A robust-to-dynamics optimization (RDO) problem is an optimization problem specified by two pieces of input: (i) a mathematical program (an objective function f : R n → R and a feasible set Ω ⊆ R n ) and (ii) a dynamical system (a map g : R n → R n ). Its goal is to minimize f over the set S ⊆ Ω of initial conditions that forever remain in Ω under g . The focus of this paper is on the case where the mathematical program is a linear program and where the dynamical system is either a known linear map or an uncertain linear map that can change over time. In both cases, we study a converging sequence of polyhedral outer approximations and (lifted) spectrahedral inner approximations to S . Our inner approximations are optimized with respect to the objective function f , and their semidefinite characterization—which has a semidefinite constraint of fixed size—is obtained by applying polar duality to convex sets that are invariant under (multiple) linear maps. We characterize three barriers that can stop convergence of the outer approximations to S from being finite.
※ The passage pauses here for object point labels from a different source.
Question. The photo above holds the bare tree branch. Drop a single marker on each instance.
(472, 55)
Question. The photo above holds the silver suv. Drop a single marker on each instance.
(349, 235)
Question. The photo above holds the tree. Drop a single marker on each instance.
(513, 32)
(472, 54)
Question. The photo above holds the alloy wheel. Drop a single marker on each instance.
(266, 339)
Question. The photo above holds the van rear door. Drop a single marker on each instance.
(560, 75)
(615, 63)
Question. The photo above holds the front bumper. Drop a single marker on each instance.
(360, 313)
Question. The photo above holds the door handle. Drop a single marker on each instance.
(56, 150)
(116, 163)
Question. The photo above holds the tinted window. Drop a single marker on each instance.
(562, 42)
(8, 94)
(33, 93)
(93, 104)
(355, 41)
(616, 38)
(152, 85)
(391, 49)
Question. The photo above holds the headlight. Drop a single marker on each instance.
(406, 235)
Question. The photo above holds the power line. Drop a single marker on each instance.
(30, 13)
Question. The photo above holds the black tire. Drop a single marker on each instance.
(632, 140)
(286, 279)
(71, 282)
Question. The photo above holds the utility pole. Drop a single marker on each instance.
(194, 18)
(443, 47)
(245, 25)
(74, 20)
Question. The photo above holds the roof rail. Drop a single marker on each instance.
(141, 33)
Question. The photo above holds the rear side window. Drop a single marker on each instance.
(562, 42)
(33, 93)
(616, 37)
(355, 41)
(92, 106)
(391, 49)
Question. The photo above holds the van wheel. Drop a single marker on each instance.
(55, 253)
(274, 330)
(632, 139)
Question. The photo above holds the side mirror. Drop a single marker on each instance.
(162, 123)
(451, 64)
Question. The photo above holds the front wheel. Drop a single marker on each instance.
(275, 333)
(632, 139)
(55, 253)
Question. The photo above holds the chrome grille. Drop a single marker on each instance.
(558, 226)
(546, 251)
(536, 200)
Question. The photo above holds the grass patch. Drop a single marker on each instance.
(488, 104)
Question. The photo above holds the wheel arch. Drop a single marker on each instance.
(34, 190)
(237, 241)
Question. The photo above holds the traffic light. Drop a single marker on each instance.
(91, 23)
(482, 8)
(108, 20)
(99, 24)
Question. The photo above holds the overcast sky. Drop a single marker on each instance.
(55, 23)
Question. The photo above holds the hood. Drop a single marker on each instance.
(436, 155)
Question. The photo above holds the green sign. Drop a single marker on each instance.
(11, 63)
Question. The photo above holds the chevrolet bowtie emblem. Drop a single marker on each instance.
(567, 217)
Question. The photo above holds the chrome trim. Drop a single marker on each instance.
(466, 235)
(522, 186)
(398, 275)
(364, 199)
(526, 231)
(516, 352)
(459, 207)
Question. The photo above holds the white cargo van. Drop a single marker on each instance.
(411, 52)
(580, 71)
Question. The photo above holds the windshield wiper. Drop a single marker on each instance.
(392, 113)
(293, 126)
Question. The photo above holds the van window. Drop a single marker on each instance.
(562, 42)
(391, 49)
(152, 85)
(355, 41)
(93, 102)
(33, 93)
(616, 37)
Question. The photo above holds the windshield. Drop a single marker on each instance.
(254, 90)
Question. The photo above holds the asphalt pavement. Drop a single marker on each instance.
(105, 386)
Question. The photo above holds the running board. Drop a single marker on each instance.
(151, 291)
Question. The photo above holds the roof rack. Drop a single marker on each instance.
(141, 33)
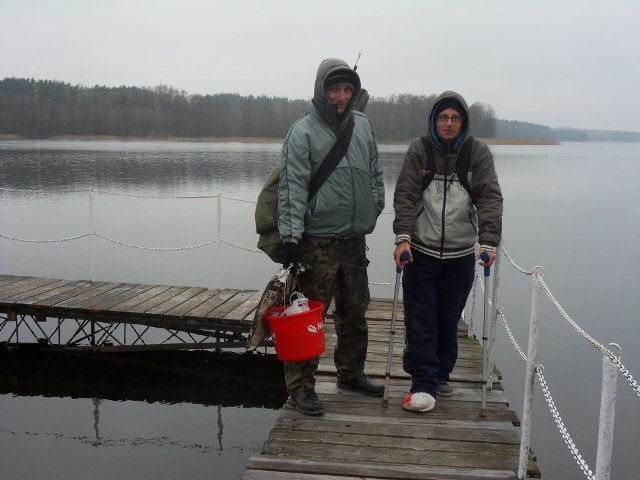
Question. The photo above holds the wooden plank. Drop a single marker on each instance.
(178, 299)
(204, 309)
(242, 303)
(80, 288)
(105, 296)
(117, 303)
(264, 468)
(76, 302)
(192, 303)
(144, 295)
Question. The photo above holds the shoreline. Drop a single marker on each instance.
(488, 141)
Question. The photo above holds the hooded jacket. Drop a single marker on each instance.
(350, 200)
(443, 220)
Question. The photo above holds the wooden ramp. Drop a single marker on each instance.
(358, 438)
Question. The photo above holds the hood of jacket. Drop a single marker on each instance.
(464, 109)
(326, 109)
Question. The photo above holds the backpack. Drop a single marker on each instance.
(266, 213)
(462, 165)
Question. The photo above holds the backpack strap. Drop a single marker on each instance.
(430, 168)
(338, 150)
(462, 165)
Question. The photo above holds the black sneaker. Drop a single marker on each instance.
(307, 402)
(362, 384)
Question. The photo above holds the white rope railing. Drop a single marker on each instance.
(539, 369)
(92, 233)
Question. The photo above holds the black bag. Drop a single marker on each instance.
(266, 214)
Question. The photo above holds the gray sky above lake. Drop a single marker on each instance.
(563, 63)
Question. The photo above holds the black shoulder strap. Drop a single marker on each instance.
(462, 165)
(430, 168)
(332, 159)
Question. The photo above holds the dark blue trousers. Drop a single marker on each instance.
(434, 295)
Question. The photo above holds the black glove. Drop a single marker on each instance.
(291, 255)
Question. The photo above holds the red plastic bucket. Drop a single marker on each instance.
(298, 336)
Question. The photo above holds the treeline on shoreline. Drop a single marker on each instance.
(51, 109)
(44, 109)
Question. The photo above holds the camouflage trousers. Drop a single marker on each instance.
(335, 269)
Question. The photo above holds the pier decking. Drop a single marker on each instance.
(356, 438)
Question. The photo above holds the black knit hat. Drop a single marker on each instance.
(450, 103)
(339, 77)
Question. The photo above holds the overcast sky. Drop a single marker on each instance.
(562, 63)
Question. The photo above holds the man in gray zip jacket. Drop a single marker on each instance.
(326, 234)
(440, 227)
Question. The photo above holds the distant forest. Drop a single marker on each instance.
(46, 108)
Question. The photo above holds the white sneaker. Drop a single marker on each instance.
(419, 402)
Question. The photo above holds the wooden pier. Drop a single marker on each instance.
(356, 438)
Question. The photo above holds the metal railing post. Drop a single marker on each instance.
(494, 317)
(607, 415)
(219, 240)
(527, 408)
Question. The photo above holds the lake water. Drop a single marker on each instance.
(570, 208)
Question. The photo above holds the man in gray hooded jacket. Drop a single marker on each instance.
(326, 234)
(439, 224)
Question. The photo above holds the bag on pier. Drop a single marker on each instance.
(266, 216)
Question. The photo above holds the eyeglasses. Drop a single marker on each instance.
(442, 118)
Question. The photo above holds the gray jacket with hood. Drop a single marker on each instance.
(443, 220)
(350, 200)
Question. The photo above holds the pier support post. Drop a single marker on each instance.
(219, 239)
(607, 415)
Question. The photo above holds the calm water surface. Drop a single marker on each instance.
(568, 208)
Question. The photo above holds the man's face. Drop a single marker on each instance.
(340, 94)
(449, 124)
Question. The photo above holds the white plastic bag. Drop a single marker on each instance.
(298, 305)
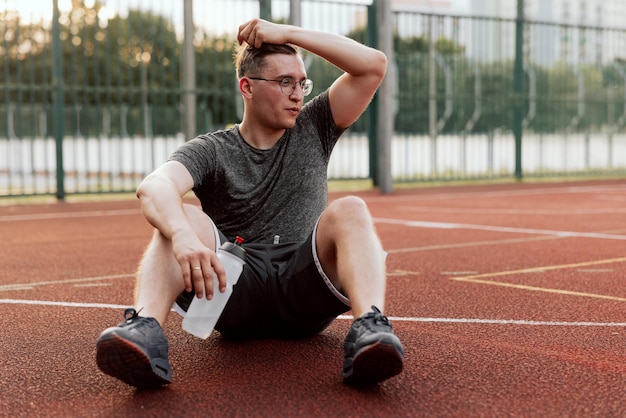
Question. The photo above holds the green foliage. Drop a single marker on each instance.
(122, 77)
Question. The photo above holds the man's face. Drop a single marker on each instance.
(274, 105)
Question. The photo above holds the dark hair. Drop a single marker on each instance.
(249, 61)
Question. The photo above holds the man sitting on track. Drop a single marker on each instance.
(265, 180)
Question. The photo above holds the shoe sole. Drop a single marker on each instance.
(127, 362)
(373, 364)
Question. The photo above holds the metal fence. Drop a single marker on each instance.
(91, 98)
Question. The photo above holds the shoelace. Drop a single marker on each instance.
(378, 317)
(130, 314)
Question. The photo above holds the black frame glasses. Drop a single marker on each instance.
(288, 85)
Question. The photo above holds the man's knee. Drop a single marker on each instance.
(349, 208)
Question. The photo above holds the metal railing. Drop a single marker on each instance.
(92, 100)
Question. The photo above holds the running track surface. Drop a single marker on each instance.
(510, 301)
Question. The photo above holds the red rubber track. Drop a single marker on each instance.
(510, 300)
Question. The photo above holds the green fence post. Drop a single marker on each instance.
(58, 99)
(518, 88)
(372, 40)
(266, 9)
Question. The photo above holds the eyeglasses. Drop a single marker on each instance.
(288, 85)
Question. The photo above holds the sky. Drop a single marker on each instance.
(32, 10)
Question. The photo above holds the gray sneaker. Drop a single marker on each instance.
(372, 351)
(135, 352)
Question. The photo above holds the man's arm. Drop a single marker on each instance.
(160, 194)
(364, 67)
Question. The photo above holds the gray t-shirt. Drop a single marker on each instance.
(258, 194)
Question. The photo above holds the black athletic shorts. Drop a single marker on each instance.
(281, 293)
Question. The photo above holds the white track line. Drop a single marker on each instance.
(449, 225)
(65, 215)
(349, 317)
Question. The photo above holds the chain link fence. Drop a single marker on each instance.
(118, 93)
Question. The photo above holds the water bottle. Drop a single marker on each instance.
(203, 314)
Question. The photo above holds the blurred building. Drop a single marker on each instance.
(569, 31)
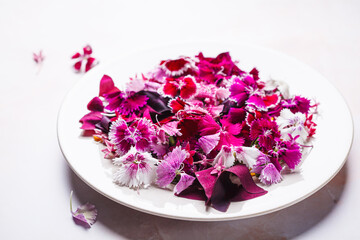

We prove that once these barriers are removed, our inner and outer approximating procedures find an optimal solution and a certificate of optimality for the RDO problem in a finite number of steps. Moreover, in the case where the dynamics are linear, we show that this phenomenon occurs in a number of steps that can be computed in time polynomial in the bit size of the input data. Our analysis also leads to a polynomial-time algorithm for RDO instances where the spectral radius of the linear map is bounded above by any constant less than one. Finally, in our concluding section, we propose a broader research agenda for studying optimization problems with dynamical systems constraints , of which RDO is a special case.

Suggested Citation

  • Amir Ali Ahmadi & Oktay Günlük, 2025. "Robust-to-Dynamics Optimization," Mathematics of Operations Research, INFORMS, vol. 50(2), pages 965-992, May.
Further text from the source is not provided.